Note that glm_ensemble$ens_model is a regular caret object of class train. The glm-weighted model weights (glm vs rpart) and test-set AUCs are extremely similar to the caretEnsemble greedy optimization.

We can also use more sophisticated ensembles than simple linear weights, but these models are much more succeptible to over-fitting, and generally require large sets of resamples to train on (n=50 or higher for bootstrap samples). Lets try one anyways:

library('gbm')
gbm_ensemble <- caretStack(
  model_list, 
  method='gbm',
  verbose=FALSE,
  tuneLength=10,
  metric='ROC',
  trControl=trainControl(
    method='boot',
    number=10,
    savePredictions=TRUE,
    classProbs=TRUE,
    summaryFunction=twoClassSummary
  )
)
model_preds3 <- model_preds
model_preds3$ensemble <- predict(gbm_ensemble, newdata=testing, type='prob')$M
colAUC(model_preds3, testing$Class)
##               glm     rpart  ensemble
## M vs.
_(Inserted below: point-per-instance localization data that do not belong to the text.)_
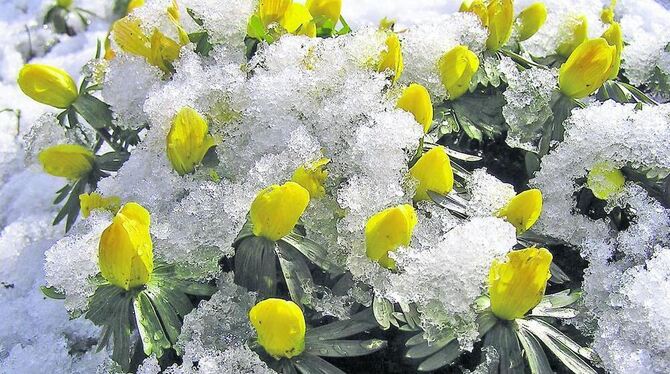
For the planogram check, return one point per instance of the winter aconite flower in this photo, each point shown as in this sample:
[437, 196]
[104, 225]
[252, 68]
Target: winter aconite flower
[69, 161]
[312, 177]
[48, 85]
[434, 173]
[517, 285]
[388, 230]
[605, 180]
[276, 210]
[125, 253]
[457, 67]
[280, 326]
[587, 68]
[523, 210]
[95, 201]
[188, 141]
[531, 19]
[416, 100]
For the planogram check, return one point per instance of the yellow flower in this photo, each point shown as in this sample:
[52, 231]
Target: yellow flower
[478, 8]
[523, 210]
[312, 177]
[605, 180]
[416, 100]
[276, 210]
[125, 253]
[517, 285]
[433, 171]
[501, 19]
[188, 141]
[95, 201]
[614, 37]
[391, 58]
[457, 67]
[280, 326]
[531, 19]
[48, 85]
[69, 161]
[587, 68]
[576, 28]
[388, 230]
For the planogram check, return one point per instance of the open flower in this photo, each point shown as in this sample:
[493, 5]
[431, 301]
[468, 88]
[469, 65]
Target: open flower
[280, 326]
[457, 67]
[188, 141]
[276, 210]
[48, 85]
[416, 100]
[587, 68]
[125, 253]
[523, 210]
[517, 285]
[388, 230]
[69, 161]
[433, 171]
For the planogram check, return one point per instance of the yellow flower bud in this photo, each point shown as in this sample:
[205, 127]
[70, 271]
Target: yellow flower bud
[416, 100]
[388, 230]
[433, 171]
[276, 210]
[501, 19]
[605, 180]
[188, 141]
[125, 253]
[69, 161]
[523, 210]
[531, 19]
[95, 201]
[518, 284]
[391, 58]
[280, 326]
[48, 85]
[577, 30]
[457, 67]
[312, 177]
[587, 68]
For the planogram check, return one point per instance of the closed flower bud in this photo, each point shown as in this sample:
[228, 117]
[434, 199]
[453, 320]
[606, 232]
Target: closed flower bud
[312, 177]
[188, 141]
[280, 326]
[125, 253]
[518, 284]
[531, 19]
[48, 85]
[69, 161]
[388, 230]
[457, 67]
[523, 210]
[416, 100]
[434, 173]
[587, 68]
[276, 210]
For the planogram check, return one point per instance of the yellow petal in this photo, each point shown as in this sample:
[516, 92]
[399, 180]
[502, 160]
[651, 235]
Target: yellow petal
[523, 210]
[434, 173]
[388, 230]
[276, 210]
[48, 85]
[518, 284]
[416, 100]
[69, 161]
[457, 67]
[587, 68]
[280, 326]
[125, 253]
[188, 141]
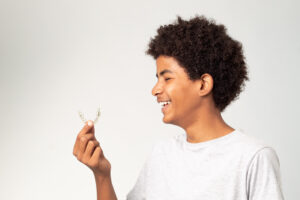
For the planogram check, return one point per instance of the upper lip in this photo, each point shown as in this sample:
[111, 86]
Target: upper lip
[162, 100]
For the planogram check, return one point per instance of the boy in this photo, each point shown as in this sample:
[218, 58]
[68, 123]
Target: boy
[200, 71]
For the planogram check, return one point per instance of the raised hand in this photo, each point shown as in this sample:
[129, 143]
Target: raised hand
[88, 151]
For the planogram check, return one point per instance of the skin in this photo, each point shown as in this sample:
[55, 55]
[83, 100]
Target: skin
[192, 107]
[88, 151]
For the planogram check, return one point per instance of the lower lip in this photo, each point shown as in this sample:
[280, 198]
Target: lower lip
[165, 108]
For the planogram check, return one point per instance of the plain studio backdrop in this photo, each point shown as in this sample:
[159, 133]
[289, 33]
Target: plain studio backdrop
[61, 56]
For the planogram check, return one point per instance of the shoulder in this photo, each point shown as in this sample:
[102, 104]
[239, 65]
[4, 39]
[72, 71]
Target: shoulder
[249, 144]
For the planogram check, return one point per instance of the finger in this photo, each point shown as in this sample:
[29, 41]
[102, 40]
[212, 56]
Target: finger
[90, 149]
[88, 136]
[88, 128]
[82, 147]
[96, 155]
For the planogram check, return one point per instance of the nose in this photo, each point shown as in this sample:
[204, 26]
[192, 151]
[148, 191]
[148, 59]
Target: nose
[156, 89]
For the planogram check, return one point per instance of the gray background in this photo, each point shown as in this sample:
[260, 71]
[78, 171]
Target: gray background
[59, 56]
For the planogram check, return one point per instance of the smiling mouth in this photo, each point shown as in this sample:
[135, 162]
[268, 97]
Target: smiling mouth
[165, 107]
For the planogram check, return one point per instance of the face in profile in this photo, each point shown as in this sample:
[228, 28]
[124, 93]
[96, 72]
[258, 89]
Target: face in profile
[179, 94]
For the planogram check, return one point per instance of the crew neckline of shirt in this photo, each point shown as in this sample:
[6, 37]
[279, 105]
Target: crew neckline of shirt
[198, 145]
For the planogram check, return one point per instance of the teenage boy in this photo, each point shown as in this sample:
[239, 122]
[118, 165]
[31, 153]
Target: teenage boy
[200, 71]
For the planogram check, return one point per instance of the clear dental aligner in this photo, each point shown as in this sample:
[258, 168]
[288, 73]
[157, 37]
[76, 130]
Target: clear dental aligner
[95, 120]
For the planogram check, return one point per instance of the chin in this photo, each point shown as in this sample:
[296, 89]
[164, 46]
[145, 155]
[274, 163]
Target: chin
[167, 120]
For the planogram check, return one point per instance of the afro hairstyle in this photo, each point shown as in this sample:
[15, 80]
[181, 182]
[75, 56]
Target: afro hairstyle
[201, 46]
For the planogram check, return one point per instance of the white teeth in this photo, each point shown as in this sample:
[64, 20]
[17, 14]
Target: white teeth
[164, 102]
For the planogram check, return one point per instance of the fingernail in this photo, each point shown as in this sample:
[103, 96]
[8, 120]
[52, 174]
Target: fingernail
[90, 123]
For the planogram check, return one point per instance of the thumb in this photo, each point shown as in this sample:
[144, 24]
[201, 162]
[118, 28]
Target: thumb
[90, 123]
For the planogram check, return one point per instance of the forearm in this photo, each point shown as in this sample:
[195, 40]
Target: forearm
[105, 189]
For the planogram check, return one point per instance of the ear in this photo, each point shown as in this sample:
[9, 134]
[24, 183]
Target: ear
[206, 83]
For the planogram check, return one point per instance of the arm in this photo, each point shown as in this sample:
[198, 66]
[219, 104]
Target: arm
[105, 189]
[88, 151]
[264, 177]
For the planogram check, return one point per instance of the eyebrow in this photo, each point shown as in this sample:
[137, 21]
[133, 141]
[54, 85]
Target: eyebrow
[163, 72]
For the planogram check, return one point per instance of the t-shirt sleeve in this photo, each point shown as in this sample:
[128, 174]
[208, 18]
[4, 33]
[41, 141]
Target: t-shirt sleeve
[138, 192]
[264, 178]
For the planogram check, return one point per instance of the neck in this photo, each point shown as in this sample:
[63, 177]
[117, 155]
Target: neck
[207, 124]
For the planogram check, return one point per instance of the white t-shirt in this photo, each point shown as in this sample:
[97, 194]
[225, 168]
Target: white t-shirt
[232, 167]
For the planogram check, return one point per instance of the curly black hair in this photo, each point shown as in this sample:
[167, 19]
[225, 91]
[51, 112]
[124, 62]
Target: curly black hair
[201, 46]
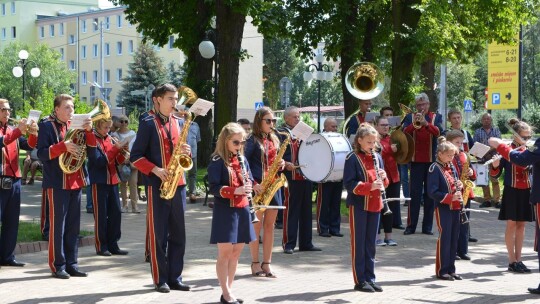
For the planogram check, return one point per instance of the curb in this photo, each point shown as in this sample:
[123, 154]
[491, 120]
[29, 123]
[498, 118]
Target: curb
[22, 248]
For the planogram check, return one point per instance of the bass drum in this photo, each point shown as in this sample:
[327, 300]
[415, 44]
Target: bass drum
[322, 157]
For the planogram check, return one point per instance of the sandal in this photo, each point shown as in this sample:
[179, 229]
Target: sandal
[268, 273]
[257, 273]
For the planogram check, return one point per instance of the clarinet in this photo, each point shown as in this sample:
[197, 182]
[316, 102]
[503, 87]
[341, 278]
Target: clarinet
[254, 218]
[386, 210]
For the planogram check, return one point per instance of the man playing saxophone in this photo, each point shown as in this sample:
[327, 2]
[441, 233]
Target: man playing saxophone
[157, 138]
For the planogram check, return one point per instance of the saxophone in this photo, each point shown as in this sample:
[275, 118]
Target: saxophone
[271, 183]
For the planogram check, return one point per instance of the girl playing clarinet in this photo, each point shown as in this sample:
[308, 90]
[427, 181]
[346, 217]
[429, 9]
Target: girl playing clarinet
[444, 187]
[230, 182]
[364, 182]
[515, 206]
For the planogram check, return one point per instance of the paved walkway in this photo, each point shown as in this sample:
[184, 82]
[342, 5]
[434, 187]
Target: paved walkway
[405, 272]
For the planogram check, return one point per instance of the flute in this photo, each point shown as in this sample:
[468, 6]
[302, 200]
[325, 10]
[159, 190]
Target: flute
[254, 218]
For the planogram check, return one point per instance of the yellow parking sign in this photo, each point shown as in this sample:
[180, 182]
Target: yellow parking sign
[503, 76]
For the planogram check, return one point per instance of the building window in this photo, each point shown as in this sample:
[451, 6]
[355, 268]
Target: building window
[119, 75]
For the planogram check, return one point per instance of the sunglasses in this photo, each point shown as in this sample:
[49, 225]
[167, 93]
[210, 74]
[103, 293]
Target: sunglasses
[269, 121]
[238, 143]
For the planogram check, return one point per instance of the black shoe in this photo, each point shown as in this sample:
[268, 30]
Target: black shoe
[104, 253]
[13, 263]
[465, 257]
[408, 231]
[364, 287]
[375, 287]
[163, 288]
[179, 286]
[119, 252]
[61, 274]
[311, 249]
[75, 272]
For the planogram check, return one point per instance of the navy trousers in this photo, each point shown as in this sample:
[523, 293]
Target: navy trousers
[364, 226]
[10, 209]
[107, 216]
[65, 223]
[328, 207]
[418, 193]
[448, 225]
[166, 225]
[297, 217]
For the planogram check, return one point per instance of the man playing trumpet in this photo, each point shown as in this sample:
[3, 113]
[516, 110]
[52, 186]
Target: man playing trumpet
[10, 180]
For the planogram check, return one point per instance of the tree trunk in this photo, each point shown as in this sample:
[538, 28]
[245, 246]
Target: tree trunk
[405, 23]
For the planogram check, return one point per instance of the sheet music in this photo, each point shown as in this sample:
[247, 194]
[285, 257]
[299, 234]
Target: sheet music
[77, 121]
[201, 107]
[302, 131]
[479, 150]
[33, 116]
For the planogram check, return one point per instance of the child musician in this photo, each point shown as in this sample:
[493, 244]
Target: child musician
[444, 187]
[364, 182]
[515, 206]
[230, 182]
[456, 137]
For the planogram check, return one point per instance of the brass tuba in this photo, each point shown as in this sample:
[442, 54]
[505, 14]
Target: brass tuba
[179, 162]
[69, 162]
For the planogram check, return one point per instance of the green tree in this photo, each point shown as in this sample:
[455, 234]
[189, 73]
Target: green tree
[54, 74]
[147, 68]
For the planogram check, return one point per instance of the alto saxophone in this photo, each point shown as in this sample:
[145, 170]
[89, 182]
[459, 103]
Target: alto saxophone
[271, 183]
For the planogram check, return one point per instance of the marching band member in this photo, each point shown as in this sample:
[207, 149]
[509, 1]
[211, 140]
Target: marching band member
[261, 150]
[352, 124]
[393, 190]
[515, 206]
[10, 181]
[297, 217]
[231, 219]
[364, 184]
[102, 163]
[528, 157]
[444, 188]
[424, 127]
[63, 190]
[456, 137]
[329, 198]
[151, 153]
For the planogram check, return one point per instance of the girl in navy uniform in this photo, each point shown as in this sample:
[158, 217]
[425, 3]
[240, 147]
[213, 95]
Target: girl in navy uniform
[456, 137]
[231, 221]
[364, 182]
[515, 206]
[444, 188]
[261, 150]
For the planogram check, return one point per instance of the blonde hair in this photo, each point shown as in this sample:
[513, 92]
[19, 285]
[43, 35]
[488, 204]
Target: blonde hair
[228, 131]
[365, 129]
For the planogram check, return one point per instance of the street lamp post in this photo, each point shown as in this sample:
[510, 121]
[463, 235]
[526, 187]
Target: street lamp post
[20, 69]
[322, 73]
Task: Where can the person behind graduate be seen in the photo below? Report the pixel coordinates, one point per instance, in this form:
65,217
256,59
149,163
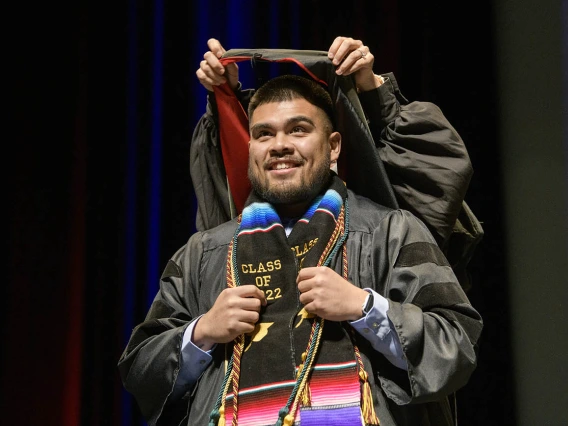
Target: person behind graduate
315,305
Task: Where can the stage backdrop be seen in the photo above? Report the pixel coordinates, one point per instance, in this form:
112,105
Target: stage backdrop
100,194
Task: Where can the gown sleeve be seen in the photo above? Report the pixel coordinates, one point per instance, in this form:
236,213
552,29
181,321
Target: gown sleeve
151,361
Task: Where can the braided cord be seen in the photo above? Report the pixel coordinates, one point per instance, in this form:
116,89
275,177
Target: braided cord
287,418
232,281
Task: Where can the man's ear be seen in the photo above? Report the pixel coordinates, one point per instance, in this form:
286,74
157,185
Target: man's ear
335,145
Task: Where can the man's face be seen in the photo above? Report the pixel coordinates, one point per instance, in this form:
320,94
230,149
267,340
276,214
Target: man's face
290,151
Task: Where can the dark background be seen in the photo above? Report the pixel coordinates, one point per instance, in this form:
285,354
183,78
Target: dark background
105,100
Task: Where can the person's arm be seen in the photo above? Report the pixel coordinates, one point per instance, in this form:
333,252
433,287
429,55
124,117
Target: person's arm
425,158
376,327
193,363
435,323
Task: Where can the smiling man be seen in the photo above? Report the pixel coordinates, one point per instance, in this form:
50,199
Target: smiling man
315,307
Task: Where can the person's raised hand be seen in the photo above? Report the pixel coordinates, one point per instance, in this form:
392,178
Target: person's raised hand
351,56
325,293
212,73
236,311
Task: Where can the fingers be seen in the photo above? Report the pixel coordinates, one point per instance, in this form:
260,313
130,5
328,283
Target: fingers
342,47
211,72
215,47
350,55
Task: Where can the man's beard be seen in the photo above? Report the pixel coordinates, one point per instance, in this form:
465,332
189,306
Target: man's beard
287,194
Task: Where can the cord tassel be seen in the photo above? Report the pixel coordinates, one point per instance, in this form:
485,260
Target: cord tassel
367,406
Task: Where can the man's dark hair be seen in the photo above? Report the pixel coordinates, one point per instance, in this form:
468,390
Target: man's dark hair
288,87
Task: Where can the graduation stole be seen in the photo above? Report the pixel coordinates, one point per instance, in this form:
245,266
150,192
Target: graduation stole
291,368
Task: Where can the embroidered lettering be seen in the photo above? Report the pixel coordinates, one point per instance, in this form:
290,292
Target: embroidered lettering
273,294
263,281
272,265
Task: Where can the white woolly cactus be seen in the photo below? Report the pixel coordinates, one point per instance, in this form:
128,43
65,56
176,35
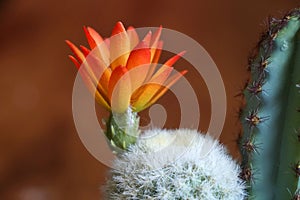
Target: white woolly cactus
167,164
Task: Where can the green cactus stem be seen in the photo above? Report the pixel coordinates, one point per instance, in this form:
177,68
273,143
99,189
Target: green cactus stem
270,144
122,129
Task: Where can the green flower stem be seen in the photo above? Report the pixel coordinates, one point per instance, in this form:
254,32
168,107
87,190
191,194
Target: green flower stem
122,129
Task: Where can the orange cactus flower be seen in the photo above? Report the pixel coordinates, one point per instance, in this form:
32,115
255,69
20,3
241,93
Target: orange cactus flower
121,70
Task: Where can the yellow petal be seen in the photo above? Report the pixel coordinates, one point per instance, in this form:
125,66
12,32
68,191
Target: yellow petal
133,37
119,90
143,95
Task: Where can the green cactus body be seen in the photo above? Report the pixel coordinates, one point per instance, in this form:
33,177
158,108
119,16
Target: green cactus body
271,119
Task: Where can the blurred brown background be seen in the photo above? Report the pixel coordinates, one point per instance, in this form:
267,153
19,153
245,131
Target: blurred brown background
41,156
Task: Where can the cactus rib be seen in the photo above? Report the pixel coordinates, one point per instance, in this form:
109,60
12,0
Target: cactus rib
270,147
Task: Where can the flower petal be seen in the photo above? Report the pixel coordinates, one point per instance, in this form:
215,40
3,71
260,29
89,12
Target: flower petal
147,38
133,37
101,72
78,54
92,36
143,95
97,44
162,73
138,63
154,61
119,46
119,90
92,88
74,60
84,50
155,42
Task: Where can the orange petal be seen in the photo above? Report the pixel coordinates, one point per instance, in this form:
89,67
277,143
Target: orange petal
85,50
164,89
97,44
119,90
172,60
101,72
139,56
78,54
155,42
92,36
143,95
147,38
133,37
155,38
162,73
77,64
154,61
92,88
119,46
138,63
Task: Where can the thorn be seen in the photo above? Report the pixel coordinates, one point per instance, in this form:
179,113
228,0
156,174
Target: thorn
297,132
250,146
253,119
296,169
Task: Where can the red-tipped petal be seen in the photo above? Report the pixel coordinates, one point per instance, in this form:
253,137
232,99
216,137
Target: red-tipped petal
119,46
78,54
85,50
154,60
119,28
138,63
163,73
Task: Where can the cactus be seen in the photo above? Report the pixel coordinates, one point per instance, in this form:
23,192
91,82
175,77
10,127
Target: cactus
270,144
168,165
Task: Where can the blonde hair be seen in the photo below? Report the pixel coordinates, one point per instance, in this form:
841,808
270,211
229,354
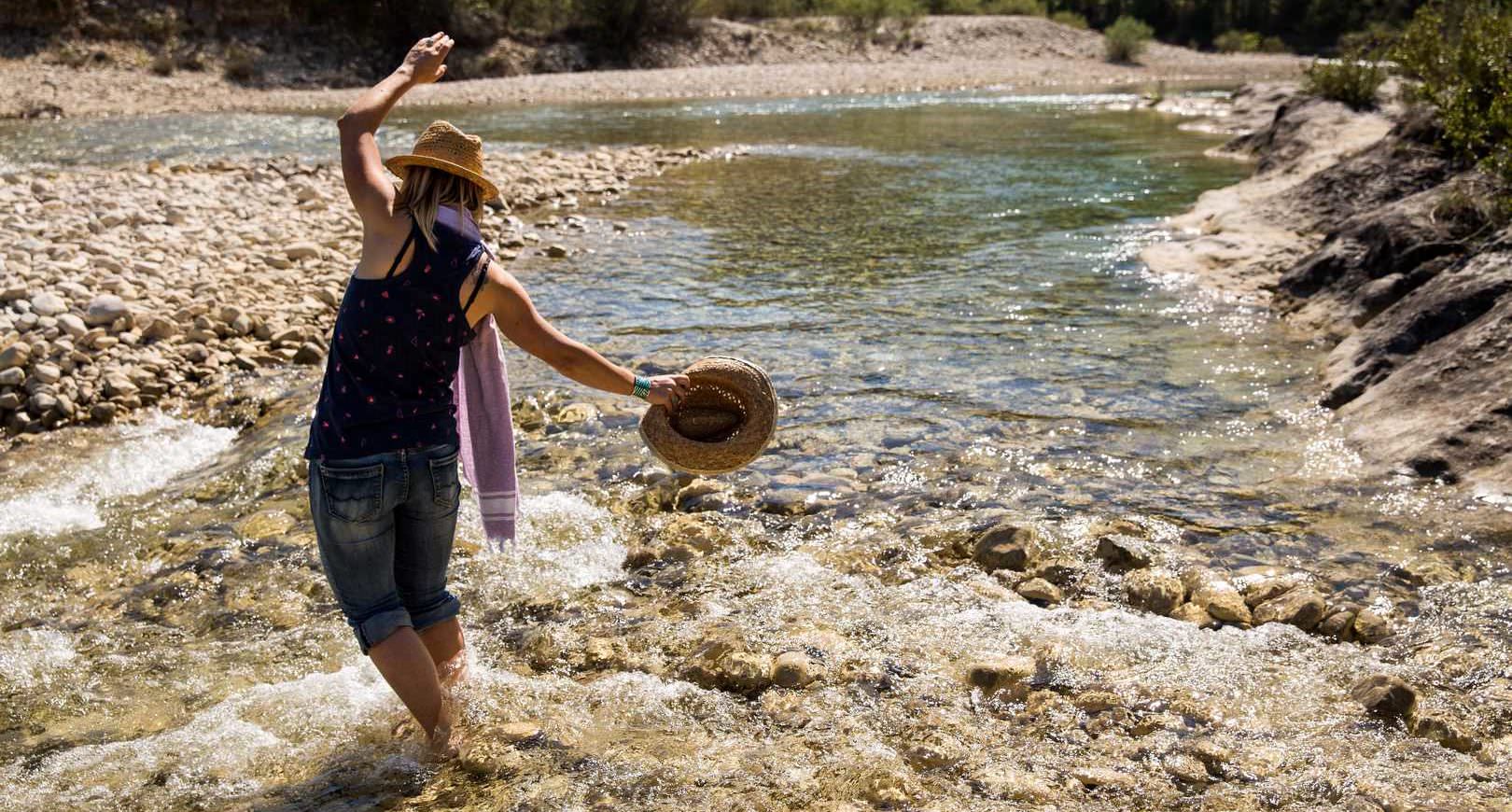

R 0.6496914 0.6566358 0.6851852

In this case, the sophisticated ensemble is no better than a simple weighted linear combination. Non-linear ensembles seem to work best when you have:

  1. Lots of data.
  2. Lots of models with similar accuracies.
  3. Your models are un-correllated: each one seems to capture a different aspect of the data, and different models perform best on different subsets of the data.